(479e) Data Management and Integration for Continuous Pharmaceutical Manufacturing

Authors: 
Singh, R., Rutgers, The State University of New Jersey
Cao, H., Rutgers, The State University of New Jersey
Mushnoori, S., Rutgers, The State University of New Jersey
Higgins, B., Johnson & Johnson
Fermier, A., Johnson & Johnson
Hausner, D., Rutgers, The State University of New Jersey
Jha, S., Rutgers University
Ierapetritou, M., Rutgers, The State University of New Jersey
Ramachandran, R., Rutgers University
As the pharmaceutical industry seeks more efficient methods for the production of higher value therapeutics, the associated data analysis, data visualization, and predictive modeling require dependable data origination, management, transfer and integration. As a result, the management and integration of data in a consistent, organized, reliable manner is a big challenge for the pharmaceutical industry.

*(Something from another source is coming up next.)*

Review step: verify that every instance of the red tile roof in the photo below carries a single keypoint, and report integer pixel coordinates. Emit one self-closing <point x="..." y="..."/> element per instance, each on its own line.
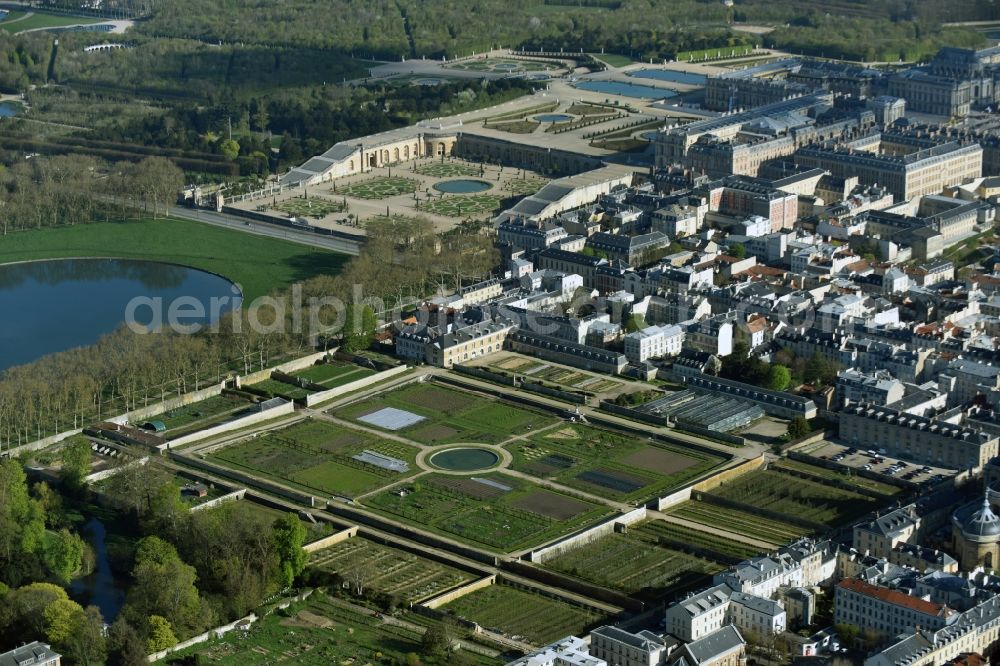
<point x="895" y="597"/>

The S88 recipe model, an international standard for describing process, has been adapted in this study to deliver a well-defined data structure that will improve the data communication inside the system architecture. This work has been divided into two parts due to the difference requirements between laboratory-based analytical measurements and the pilot-plant continuous pharmaceutical process. In the laboratory platform, recipes have been developed for a sub-set of material property tests that could be performed on analytical instrument (e.g. FT4 for flow). Drupal, an open source content management system, is implemented on an Amazon web service for data transfer between the analytical devices eventually a data management platform. A recipe module for Drupal is developed for recipe management, in which users could create, import, and modify recipes. Scientists can access recipe through Drupalâ??s webpage interface and perform experiments following recipe steps. Experiment data can be recorded by manually input or automatically parsing data file on the backend of server. This system works like a recipe based electronic laboratory notebook.

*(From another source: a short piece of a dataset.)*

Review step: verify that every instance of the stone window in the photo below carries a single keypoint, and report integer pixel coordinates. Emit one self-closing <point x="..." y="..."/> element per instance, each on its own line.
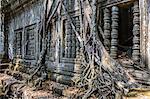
<point x="30" y="42"/>
<point x="18" y="42"/>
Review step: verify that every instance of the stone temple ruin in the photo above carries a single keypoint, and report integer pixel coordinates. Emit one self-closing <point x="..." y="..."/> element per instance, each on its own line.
<point x="48" y="38"/>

In the pilot-plant, process data is generated by unit operation equipments and implemented process analytical technology (PAT) instruments [1]. A process control system (e.g. DeltaV (Emerson)) collects the data from equipments and a PAT data management tool (e.g. synTQ (Optimal Industrial Automation)). The PAT data management collects data from inline/online measurement system [2]. The recipe for the whole continuous process is implemented in DeltaV. Data in DeltaV is collected according to the recipe and is transferred to a data storage hub (PI system (OSI Soft)) in the same structure. The event frame (EF) feature from PI system allows the possibility to create individual recipe based on continuous data feeding. From PI system, the data is sent to online data storage box and cloud system. From the box/cloud, the data can be access at different physical company sites, can be analyzed and applied for different applications. It is the first attempt to apply S88, a batch control standard, to continuous pharmaceutical manufacturing.

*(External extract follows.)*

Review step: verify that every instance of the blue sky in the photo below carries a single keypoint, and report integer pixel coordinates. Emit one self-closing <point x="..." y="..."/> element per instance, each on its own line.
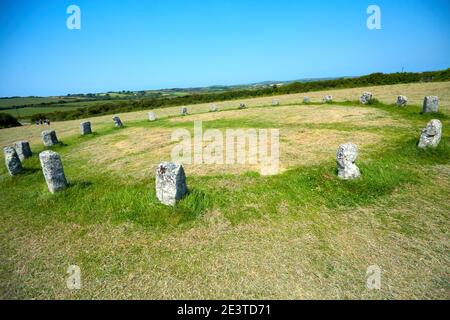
<point x="136" y="45"/>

All the detailed information of the lab-based experiment and process manufacturing, including equipments, samples and parameters are documented in the recipe. Recipes containing data can be exported from this system to be shared and transferred. After detaching the data from recipes, a reliable and consistent data source is provided for data visualization and process modeling. Another feature is the two dimensional barcode labels that are used in this strategy. Every ingredient and equipment of the analytical experiment or manufacturing process will have a unique barcode, which can be used to identify the item and trace all the information related. This enforces material traceability which is an important requirement in the overall QbD initiative.

References:

  1. Singh, R., Sahay, A., Fernando Muzzio, Ierapetritou, M., Ramachandran, R. (2014). Systematic framework for onsite design and implementation of the control system in continuous tablet manufacturing process. Computers & Chemical Engineering Journal, 66, 186-200.
  2. Singh, R., Román-Ospino, A. D., Romañach, R. J., Ierapetritou, M., Ramachandran, R. (2015). Real time monitoring of powder blend bulk density for coupled feed-forward/feed-back control of a continuous direct compaction tablet manufacturing process. International Journal of Pharmaceutics, 495, 612-625.